La Commission a entre ses mains des études qui confirment que les biodiesels ont un impact sur l’environnement plus nocif que celui des carburants fossiles classiques. Embarrassée, et alors qu’elle était attendue sur le sujet courant juillet, elle a choisi de temporiser jusqu’à la rentrée avant de publier son rapport conclusif. Celui-ci pourrait donner lieu à une proposition législative en matière d’encadrement des agro-carburants. Les associations de défense de l’environnement y voient déjà un manque d’ambition et craignent des conséquences néfastes pour la planète.
Critères de durabilité insuffisants
« Nous avons fixé les normes de durabilité les plus exigeantes du monde », se félicitait ce mardi le Commissaire européen aux énergies, Günther Oettinger, alors qu’il dévoilait la liste de sept regroupements agrémentés pour certifier des agro-carburants dits « durables » en Europe. Pourtant, les ONG ne se joignent pas au satisfecit. « La Commission aurait du fournir une méthodologie pour prendre en compte l’impact indirect des agro-carburants », regrette Jérôme Frignet, chargé de campagne forêts pour Greenpeace France. Les critères de durabilité adoptés seraient donc insuffisants.
Définis en 2009, ils exigent que les cultures de soja, maïs, colza et autres tournesols, ne soient pas plantées sur des terres qui ont une forte capacité de stockage du carbone ou une grande valeur pour la biodiversité (forêts tropicales ou naturelles, tourbières (1), zones humides et protégées). De même, les producteurs doivent prouver que, de la mise en culture à la pompe, leurs agro-carburants émettent 35% de moins de gaz à effet de serre que les carburants fossiles type essence (en 2017, cet impératif grimpera à 50%).
Déforestation indirecte
Là où l’Europe ne dit rien, c’est à l’endroit des CASI, les changements d’affectation des sols indirects. Traduction : le changement d’affectation d’un sol consiste à cultiver des agro-carburants à la place d’une forêt. Comme on l’a vu plus haut, l’Europe ne le tolère pas pour les agro-carburants qu’elle importe ou produit, et ce faisant qu’elle subventionne. En revanche, elle reste muette sur les changements indirects : « Cela veut dire que l’on peut utiliser des sols qui ont des usages agricoles vivriers pour faire des agro-carburants et entraîner le déplacement des cultures alimentaires à l’endroit de forêts. C’est une déforestation indirecte », explique Nusa Urbanic, de l’ONG européenne Transport & Environnement.

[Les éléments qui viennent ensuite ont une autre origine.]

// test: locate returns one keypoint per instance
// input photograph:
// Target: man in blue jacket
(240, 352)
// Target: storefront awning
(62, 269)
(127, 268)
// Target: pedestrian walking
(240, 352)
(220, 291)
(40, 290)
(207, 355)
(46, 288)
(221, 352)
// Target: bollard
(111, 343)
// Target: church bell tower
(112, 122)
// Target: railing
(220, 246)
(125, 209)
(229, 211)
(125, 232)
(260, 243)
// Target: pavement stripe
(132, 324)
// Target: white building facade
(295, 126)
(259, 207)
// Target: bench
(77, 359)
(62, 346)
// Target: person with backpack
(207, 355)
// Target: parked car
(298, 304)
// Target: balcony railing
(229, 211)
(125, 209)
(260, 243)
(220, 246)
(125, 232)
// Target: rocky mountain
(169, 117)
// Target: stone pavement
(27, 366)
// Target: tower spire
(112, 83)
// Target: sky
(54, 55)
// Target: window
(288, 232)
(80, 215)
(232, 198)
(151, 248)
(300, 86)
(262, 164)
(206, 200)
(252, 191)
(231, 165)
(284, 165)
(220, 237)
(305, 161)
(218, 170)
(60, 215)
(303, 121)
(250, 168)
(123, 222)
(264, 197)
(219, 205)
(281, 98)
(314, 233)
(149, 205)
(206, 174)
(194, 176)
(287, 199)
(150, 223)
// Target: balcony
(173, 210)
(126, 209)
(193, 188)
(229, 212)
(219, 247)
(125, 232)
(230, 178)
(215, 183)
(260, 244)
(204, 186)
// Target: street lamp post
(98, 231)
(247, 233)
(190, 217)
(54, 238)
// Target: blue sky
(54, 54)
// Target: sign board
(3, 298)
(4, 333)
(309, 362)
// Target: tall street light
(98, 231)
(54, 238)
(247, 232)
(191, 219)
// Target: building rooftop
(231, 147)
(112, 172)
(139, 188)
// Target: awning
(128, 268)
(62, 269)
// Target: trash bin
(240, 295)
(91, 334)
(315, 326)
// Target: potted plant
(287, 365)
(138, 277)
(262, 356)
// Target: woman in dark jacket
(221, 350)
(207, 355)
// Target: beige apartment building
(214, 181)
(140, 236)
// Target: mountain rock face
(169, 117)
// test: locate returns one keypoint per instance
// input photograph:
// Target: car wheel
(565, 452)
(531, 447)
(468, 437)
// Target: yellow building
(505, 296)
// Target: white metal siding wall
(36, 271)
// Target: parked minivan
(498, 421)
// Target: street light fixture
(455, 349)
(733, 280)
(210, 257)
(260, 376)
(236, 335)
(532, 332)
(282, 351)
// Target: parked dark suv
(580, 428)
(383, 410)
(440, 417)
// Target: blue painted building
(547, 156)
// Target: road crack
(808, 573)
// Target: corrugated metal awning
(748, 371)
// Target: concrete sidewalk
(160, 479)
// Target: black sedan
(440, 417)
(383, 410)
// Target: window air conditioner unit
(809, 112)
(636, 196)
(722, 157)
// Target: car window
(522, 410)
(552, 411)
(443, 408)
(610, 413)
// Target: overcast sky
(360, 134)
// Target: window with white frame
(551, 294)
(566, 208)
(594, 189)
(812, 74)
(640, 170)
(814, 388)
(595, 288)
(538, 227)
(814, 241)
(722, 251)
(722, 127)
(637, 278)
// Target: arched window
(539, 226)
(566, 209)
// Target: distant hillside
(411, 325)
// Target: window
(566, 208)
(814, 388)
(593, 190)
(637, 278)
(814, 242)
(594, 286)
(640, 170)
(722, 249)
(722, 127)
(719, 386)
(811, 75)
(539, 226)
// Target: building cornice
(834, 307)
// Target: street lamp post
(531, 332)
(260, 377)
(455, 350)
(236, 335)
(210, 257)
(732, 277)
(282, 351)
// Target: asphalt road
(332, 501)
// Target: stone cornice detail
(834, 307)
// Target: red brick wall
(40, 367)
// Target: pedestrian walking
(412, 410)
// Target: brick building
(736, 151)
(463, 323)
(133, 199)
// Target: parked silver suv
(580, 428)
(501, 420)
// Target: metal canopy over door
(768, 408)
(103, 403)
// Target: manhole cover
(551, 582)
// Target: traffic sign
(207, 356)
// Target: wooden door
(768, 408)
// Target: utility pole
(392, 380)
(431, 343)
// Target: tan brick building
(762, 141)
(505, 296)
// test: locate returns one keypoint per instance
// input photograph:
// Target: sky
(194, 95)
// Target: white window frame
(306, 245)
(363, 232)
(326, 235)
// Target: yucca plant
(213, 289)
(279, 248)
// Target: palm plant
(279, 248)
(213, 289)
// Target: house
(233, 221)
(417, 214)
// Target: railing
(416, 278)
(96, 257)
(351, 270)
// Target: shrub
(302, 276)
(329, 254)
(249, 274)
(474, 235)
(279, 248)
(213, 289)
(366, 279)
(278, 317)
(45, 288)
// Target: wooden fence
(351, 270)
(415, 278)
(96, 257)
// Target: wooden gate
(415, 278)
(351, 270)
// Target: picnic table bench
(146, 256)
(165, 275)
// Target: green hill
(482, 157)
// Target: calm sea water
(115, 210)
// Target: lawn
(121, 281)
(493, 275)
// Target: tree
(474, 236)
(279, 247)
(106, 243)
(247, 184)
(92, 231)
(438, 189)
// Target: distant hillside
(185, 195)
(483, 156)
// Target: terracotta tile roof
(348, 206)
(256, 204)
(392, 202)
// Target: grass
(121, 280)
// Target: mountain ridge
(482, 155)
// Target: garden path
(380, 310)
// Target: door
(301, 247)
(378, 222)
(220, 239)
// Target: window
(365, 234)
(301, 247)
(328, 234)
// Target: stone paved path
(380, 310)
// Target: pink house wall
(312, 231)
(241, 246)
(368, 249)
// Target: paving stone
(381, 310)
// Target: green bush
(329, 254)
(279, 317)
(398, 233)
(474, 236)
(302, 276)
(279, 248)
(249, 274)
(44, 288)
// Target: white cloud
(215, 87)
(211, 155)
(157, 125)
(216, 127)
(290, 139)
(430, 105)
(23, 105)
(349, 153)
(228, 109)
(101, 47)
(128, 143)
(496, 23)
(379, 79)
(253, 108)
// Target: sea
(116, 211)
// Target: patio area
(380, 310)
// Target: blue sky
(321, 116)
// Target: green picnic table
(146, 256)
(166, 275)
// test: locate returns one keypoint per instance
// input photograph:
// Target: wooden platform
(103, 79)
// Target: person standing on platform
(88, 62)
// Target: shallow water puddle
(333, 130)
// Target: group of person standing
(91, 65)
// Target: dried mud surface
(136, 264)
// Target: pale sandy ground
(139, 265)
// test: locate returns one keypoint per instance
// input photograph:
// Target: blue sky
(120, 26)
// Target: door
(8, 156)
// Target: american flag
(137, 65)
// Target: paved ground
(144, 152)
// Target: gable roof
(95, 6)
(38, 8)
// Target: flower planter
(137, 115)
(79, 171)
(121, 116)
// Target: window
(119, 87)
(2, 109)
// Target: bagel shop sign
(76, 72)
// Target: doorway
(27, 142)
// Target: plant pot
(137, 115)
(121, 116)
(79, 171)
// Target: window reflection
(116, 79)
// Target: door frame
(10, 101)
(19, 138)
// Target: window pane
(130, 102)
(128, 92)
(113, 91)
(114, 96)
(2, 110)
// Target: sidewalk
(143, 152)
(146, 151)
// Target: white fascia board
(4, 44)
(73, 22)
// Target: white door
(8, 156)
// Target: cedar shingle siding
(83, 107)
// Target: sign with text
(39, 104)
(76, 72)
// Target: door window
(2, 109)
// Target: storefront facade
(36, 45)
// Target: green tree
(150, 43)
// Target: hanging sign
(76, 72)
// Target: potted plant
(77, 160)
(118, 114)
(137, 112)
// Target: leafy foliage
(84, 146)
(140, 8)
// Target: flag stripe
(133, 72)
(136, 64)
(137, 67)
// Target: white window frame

Quelle est le poids des CASI ? Considérable, si l’on en croit l’étude diligentée par l’Institut international de recherche sur les politiques alimentaires (IFPRI) pour le compte de la Commission. « Les résultats n’ont pas été rendus publics par la Commission mais il y a eu des fuites, assure Jérôme Frignet. L’impact environnemental des biodiesels est supérieur à celui du gazole fossile ».
Des émissions doublées
En moyenne, la prise en compte des CASI doublerait le bilan carbone des biodiesels. De quoi sérieusement annihiler leur intérêt. Pour Jérôme Frignet, si l’on tirait toutes les leçons de cette nouvelle, la filière du biodiesel serait quasiment vouée à disparaître. Ne tireraient leur épingle du jeu que les bioéthanols (blé, maïs, betterave, canne à sucre) utilisés pour les véhicules à essence, et qui représentent à peine un tiers des agro-carburants. En revanche, adieu, tournesol, soja, colza, huile de palme. L’Europe prendra-t-elle ce risque, alors qu’elle s’est fixée d’atteindre 10% d’énergies renouvelables dans les transports d’ici à 2020 ? « C’est la grande inconnue », dit Jérôme Frignet qui sait que, face à la Commission, la filière industrielle, représentée en France à travers des groupes comme Sofiprotéol, saura résister de tout son poids.
Une demande croissante
Si la Commission fermait les yeux, les conséquences seraient considérables, alertent les ONG qui ont commandé une étude d’impact à l’Institut pour la politique européenne environnementale (IEEP). « Pour atteindre l’objectif de 10% d’agro-carburants en 2020, l’Europe aura un besoin en terres équivalent à la superficie de l’Irlande, dit Nusa Urbanic. En terme de gaz à effet de serre, ce serait l’équivalent de 19 à 24 millions de véhicules additionnels en circulation ».
Qui pâtira en premier de cette demande croissante ? « En France, 30% du biodiesel est importé », dit Jérôme Frignet. Du soja d’Amérique latine, de l’huile de palme d’Indonésie ou de Malaisie… Autant de pays qui risquent de voir leur forêt trinquer.
(1) Terrain formé de tourbe, produit combustible résultant de la décomposition lente de plantes herbacées dans les eaux stagnantes.